4

I have a question about the Microsoft PPL library, and parallel programming in general. I am using FFTW to perform a large set (100,000) of 64 x 64 x 64 FFTs and inverse FFTs. In my current implementation, I use a parallel for loop and allocate the storage arrays within the loop. I have noticed that my CPU usage only tops out at about 60-70% in these cases. (Note this is still better utilization than the built in threaded FFTs provided by FFTW which I have tested). Since I am using fftw_malloc, is it possible that excessive locking is occurring which is preventing full usage?

In light of this, is it advisable to preallocate the storage arrays for each thread before the main processing loop, so no locks are required within the loop itself? And if so, how is this possible with the MSFT PPL library?
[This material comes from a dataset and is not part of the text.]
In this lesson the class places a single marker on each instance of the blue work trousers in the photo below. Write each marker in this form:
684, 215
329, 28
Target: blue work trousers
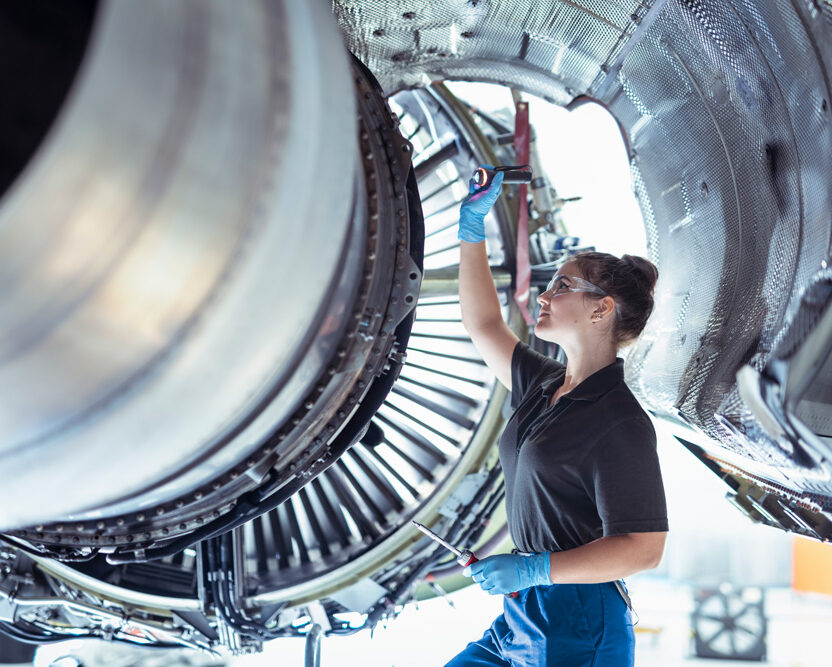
563, 624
I have been using OpenMP before, in that case it is simple enough to get a thread ID using supplied functions. I have not however seen a similar function in the PPL documentation.

Stephan Dollberg
  • 27,667
  • 11
  • 72
  • 104
Kyle Lynch
  • 235
  • 1
  • 3
  • 6

2 Answers2

2

I am just answering this because nobody has posted anything yet.

Mutex(e)s can wreak havoc on performance if heavy locking is required. In addition if a lot of memory (re)-allocation is needed, that can also decrease performance and limit it to your memory bandwidth. Like you said a preallocation which later threads operate on can be usefull. However this requires that you have a fixed threadcount and that you spread your workload balanced on all threads.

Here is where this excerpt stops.